Babyklappen und die Möglichkeit der anonymen Geburt sind in Deutschland verbreitet. Und doch bewegen sich jene, die dabei tätig werden in einer rechtlichen Grauzone. Nach Angaben der Berliner Juristin Ulrike Riedel, die dem Ethikrat angehört und sich seit langem mit dem Thema befasst, gibt es derzeit in Deutschland rund 80 Babyklappen; zudem böten etwa 130 Kliniken anonyme Geburten an. Im Internet finden sich rasch Listen von Einrichtungen mit Namen wie «Babynest», «Moses Baby Fenster» oder «Lebenspforte»; ähnliches gilt für den Hinweis von Kliniken «Anonyme Geburt ist jederzeit möglich».

Zugleich kollidieren bei dieser Kontroverse, die in den vergangenen Jahren mehrfach aufkam, Grundrechte. Befürworter der Angebote verweisen auf das Recht auf Leben, das erst Voraussetzung zur Wahrnehmung weiterer Grundrechte sei. Gegner auf das Grundrecht des Kindes auf Kenntnis der Abstammung. Das Bundesverfassungs- gericht, so Riedel, habe seit 1989 dieses Grundrecht «Schritt für Schritt verfestigt». Sie befürchtet, dass es in wenigen Jahrzehnten in Deutschland eine Klagewelle von Kindern gibt, die sich um ihre familiäre Identität, ihre Herkunft betrogen fühlen.

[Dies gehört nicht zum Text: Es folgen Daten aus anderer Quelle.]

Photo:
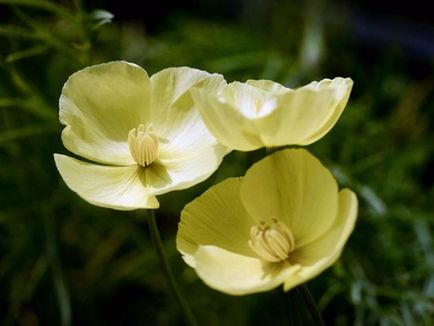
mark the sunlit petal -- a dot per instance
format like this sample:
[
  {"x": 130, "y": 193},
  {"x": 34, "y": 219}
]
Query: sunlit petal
[
  {"x": 99, "y": 106},
  {"x": 237, "y": 274},
  {"x": 117, "y": 187},
  {"x": 293, "y": 186},
  {"x": 216, "y": 218}
]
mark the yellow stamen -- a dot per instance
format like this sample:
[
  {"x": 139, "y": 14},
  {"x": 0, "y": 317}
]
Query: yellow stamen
[
  {"x": 143, "y": 144},
  {"x": 272, "y": 242}
]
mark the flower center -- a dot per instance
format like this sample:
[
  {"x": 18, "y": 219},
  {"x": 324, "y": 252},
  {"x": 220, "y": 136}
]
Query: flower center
[
  {"x": 272, "y": 242},
  {"x": 143, "y": 144}
]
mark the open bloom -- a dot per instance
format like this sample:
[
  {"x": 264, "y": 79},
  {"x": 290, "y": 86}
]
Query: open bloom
[
  {"x": 139, "y": 136},
  {"x": 284, "y": 222},
  {"x": 262, "y": 113}
]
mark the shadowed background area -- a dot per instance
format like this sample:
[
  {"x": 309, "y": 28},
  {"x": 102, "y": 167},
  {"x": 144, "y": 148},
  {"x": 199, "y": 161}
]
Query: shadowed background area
[{"x": 63, "y": 261}]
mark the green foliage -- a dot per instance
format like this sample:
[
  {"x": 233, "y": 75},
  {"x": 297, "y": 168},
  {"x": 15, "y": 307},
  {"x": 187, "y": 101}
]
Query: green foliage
[{"x": 65, "y": 262}]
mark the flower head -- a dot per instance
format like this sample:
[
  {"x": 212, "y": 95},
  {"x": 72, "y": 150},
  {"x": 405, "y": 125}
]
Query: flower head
[
  {"x": 140, "y": 136},
  {"x": 262, "y": 113},
  {"x": 284, "y": 222}
]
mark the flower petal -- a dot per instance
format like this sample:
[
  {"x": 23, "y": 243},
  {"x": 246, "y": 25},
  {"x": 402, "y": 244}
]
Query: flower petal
[
  {"x": 99, "y": 106},
  {"x": 318, "y": 255},
  {"x": 215, "y": 218},
  {"x": 293, "y": 186},
  {"x": 343, "y": 88},
  {"x": 225, "y": 122},
  {"x": 173, "y": 112},
  {"x": 268, "y": 86},
  {"x": 180, "y": 170},
  {"x": 117, "y": 187},
  {"x": 306, "y": 114},
  {"x": 237, "y": 274}
]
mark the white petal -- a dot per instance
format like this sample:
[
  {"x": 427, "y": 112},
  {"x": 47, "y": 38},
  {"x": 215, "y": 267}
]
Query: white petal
[
  {"x": 117, "y": 187},
  {"x": 306, "y": 114},
  {"x": 180, "y": 170},
  {"x": 236, "y": 274},
  {"x": 226, "y": 123},
  {"x": 99, "y": 106},
  {"x": 173, "y": 112}
]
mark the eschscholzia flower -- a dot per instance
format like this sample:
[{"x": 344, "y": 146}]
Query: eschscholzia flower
[
  {"x": 138, "y": 136},
  {"x": 284, "y": 222},
  {"x": 263, "y": 113}
]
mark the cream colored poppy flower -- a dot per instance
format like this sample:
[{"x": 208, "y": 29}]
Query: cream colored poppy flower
[
  {"x": 262, "y": 113},
  {"x": 284, "y": 222},
  {"x": 139, "y": 136}
]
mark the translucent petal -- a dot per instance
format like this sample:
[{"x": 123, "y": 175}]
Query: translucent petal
[
  {"x": 304, "y": 115},
  {"x": 117, "y": 187},
  {"x": 174, "y": 117},
  {"x": 318, "y": 255},
  {"x": 226, "y": 123},
  {"x": 236, "y": 274},
  {"x": 251, "y": 102},
  {"x": 179, "y": 169},
  {"x": 215, "y": 218},
  {"x": 268, "y": 86},
  {"x": 99, "y": 106},
  {"x": 343, "y": 88},
  {"x": 293, "y": 186}
]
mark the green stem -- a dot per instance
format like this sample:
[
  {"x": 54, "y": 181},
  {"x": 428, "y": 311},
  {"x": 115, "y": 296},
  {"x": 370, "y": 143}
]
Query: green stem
[
  {"x": 156, "y": 239},
  {"x": 304, "y": 293}
]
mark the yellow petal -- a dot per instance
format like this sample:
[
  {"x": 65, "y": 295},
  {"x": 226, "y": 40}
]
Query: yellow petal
[
  {"x": 293, "y": 186},
  {"x": 117, "y": 187},
  {"x": 268, "y": 86},
  {"x": 99, "y": 106},
  {"x": 237, "y": 274},
  {"x": 343, "y": 88},
  {"x": 251, "y": 102},
  {"x": 180, "y": 169},
  {"x": 216, "y": 218},
  {"x": 174, "y": 117},
  {"x": 225, "y": 122},
  {"x": 306, "y": 114},
  {"x": 318, "y": 255}
]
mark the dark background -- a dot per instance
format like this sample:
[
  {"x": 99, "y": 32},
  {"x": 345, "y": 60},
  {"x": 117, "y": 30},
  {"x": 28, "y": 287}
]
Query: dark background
[{"x": 63, "y": 261}]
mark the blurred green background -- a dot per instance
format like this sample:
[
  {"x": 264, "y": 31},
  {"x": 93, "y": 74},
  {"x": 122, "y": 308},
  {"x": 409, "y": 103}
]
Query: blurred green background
[{"x": 65, "y": 262}]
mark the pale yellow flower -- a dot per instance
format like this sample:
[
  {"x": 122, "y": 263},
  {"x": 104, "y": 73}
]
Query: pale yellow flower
[
  {"x": 284, "y": 222},
  {"x": 262, "y": 113},
  {"x": 139, "y": 136}
]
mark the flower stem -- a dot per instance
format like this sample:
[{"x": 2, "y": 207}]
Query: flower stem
[
  {"x": 156, "y": 239},
  {"x": 304, "y": 293}
]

Bemerkenswert ist die Liste der Sachverständigen, die im Ethikrat Rede und Antwort stehen. Als Anbieter kommen allein zwei Vertreterinnen des Sozialdienstes katholischer Frauen (SkF) zu Wort.  Der Verband ist - innerkirchlich nicht unumstritten - mit Einrichtungen in rund 20 Ortsvereinen der größte Anbieter bundesweit. Gleichwohl nicht der prominenteste: Eine Google-Suche zeigt für «SkF» und «Babyklappe» 837 Treffer, für «Sternipark» und «Babyklappe» 1540. Die Hamburger Einrichtung wirbt offensiver, es gab auch schon mal eine Personality-Geschichte samt Prominenten in Illustrierten. Beim Ethikrat heißt es, der SkF unterhalte die meisten Einrichtungen und sei ein seriöser Anbieter.

Doch selbst der SkF hatte schon Probleme. Die Vertreterinnen aus dem Rheinland treffen am Berliner Gendarmenmarkt auf einen alten Bekannten. Denn der Kölner Staatsanwalt Stephan Neuheuser brachte Monika Kleine, Geschäftsführerin des SKF in Köln, 2001 schon wegen des Verdachts der Personenstandsfälschung und Unterhaltspflichtverletzung vor das Landgericht Köln. Von Kritikern der Babyklappen und anonymen Geburten wurde das damalige Vorgehen begrüßt. Niemand wisse, warum eine Frau ein Kind abgebe, ob der Kindsvater von diesem Schritt überhaupt wisse, dem zustimme oder auch entsprechenden Druck ausübe.

Der Ethikrat hört auch die Bonner Psychiaterin Anke Rohde, die sich wie kaum sonst jemand mit der psychologischen Bewertung des Themas befasst. Sie ist überzeugt, dass anonyme Geburten und Babyklappen zu einer «Produktion» von Findelkindern ohne Wurzeln führen. Die Absicht, durch Babyklappen Abtreibungen verhindern zu wollen, nannte sie bei einer Veranstaltung Anfang des Jahres weltfremd.

Dazu passt, dass trotz der in den vergangenen Jahren gestiegenen Zahl der Einrichtungen, von denen nicht wenige, gerade in Bayern, in kirchlicher Trägerschaft sind, ein Rückgang der Zahl toter Neugeborener nicht nachweisbar scheint. Trotz diverser Angebote, so Riedel, sei in den vergangenen Jahren die Zahl der ausgesetzten Kinder in Deutschland nicht gesunken, sondern sogar noch gestiegen.  Freilich lässt sich auch das von Befürwortern wieder bezweifeln, die auf eine gestiegene Medienaufmerksamkeit für das Thema verweisen.

Bei einer ersten internen Aussprache des Ethikrats im Juni dominierte Nachdenklichkeit und vorsichtiges Abwägen. Aber eine Bemerkung des Augsburger Weihbischof Anton Losinger - unter Verweis auf die innerkirchliche Diskussion in Bayern - machte deutlich, welche Brisanz hinter dem Thema steckt: «Selbst beim Reden unter Gutmenschen wird einem Gutmenschen das Gutmenschentum abgesprochen, wenn er gegen die Babyklappe ist.»